È un sistema di tre equazioni in tre incognite, le incognite sono s, φn e φb, in un problema di equilibrio, le incognite sono i parametri lagrangiani e le reazioni vincolari scalari statiche. Problema a un grado di libertà, mi aspetto di trovare una sola equazione dell'equilibrio e questa è perché la prima non contiene le reazioni vincolari scalari statiche. Da questa equazione determino tutte le s* che sono soluzioni della prima equazione, cioè di Ft(s) = 0. A questo punto mi prendo le seconde due equazioni, la seconda equazione mi dà φn = - Fn(s). Queste equazioni valgono all’equilibrio; a questo punto ottengo, per ciascuna di queste s* soluzioni, φn*- Fn(s*), φb * = - Fb(s*). A questo punto avrò le posizioni di equilibrio del punto vincolato alla curva liscia con le corrispondenti reazioni vincolari scalari che, se vado a sostituire qui dentro, mi daranno la reazione vincolare nella posizione di equilibrio.

Come si studia l'equilibrio di un punto fisso in una posizione di equilibrio?

e) Caso di punto fisso, nella posizione P₀ di coordinate x₀, y₀, z₀. Suppongo che questa sia una posizione di equilibrio, in questo caso la posizione di equilibrio ce l'ho, mi interessa vedere come sono fatte le reazioni vincolari che eventualmente mi consentono che questa posizione P₀ sia una posizione di equilibrio, perché questa è un'altra possibilità, cioè l'equazione F + φ = 0 può essere usata per determinare le posizioni di equilibrio del punto e le rispettive reazioni vincolari scalari all'equilibrio, ma anche, data una posizione di equilibrio, verificare quali sono le reazioni vincolari che permettono che quella posizione sia effettivamente di equilibrio.

In questo caso, se abbiamo un punto materiale nella posizione P₀ di equilibrio, l'equazione è sempre F + φ = 0, la dobbiamo proiettare lungo ī, lungo j e lungo k, tenendo presente che sul punto P agirà la forza attiva di vettore Fx ī + Fy j + Fz k, rispetto ad un osservatore Oxyz di versori ī, j e k, poi ci sarebbe il punto P nella posizione P₀, che ha coordinate x₀, y₀ e z₀. Il vettore della reazione vincolare sarà un vettore totalmente incognito, perché se il punto deve essere fissato in P₀, devono essere impedite tutti gli spostamenti lungo ī, lungo j e lungo k, di conseguenza il punto viene vincolato attraverso una reazione vincolare incognita in intensità, direzione e verso.
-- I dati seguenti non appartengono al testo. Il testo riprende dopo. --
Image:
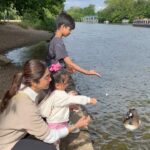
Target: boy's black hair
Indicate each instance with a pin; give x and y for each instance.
(66, 20)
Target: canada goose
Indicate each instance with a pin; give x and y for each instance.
(131, 120)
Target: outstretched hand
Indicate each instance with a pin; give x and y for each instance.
(82, 122)
(93, 101)
(93, 72)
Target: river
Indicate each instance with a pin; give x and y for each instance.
(122, 54)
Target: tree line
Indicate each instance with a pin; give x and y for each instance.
(38, 13)
(115, 10)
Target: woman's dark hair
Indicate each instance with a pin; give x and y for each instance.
(59, 77)
(33, 71)
(66, 20)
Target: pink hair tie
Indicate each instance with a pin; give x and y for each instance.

Questo sistema, proiettato lungo ī, lungo j e lungo k, Fx, calcolata in x₀, y₀ e z₀ + φx = 0, Poi Fy in x₀, y₀ e z₀ + φy = 0 e infine Fz in φx = 0 + φz = 0.

Qui non c'è nessuna posizione di equilibrio da calcolare, ma c'è soltanto da calcolare come sono fatte le reazioni vincolari all’equilibrio e allora si risolvono le tre equazioni e si vede che, affinché x₀, y₀ e z₀ sia una posizione di equilibrio, la φx deve essere uguale a -Fx(x₀, y₀, z₀), la φy deve essere uguale a -Fy(x₀, y₀, z₀) e infine la φz deve essere uguale a -Fz(x₀, y₀, z₀).

Questi sono gli esempi più comuni di equilibrio del punto materiale libero oppure vincolato che possiamo incontrare nei nostri studi di meccanica. Le ipotesi che abbiamo fatto erano sempre punto materiale libero o vincolato con vincolo liscio, oppure in quest'ultimo caso, vincolato con un punto fisso. Che cosa succede se, anziché avere un vincolo liscio, abbiamo un punto materiale vincolato con attrito?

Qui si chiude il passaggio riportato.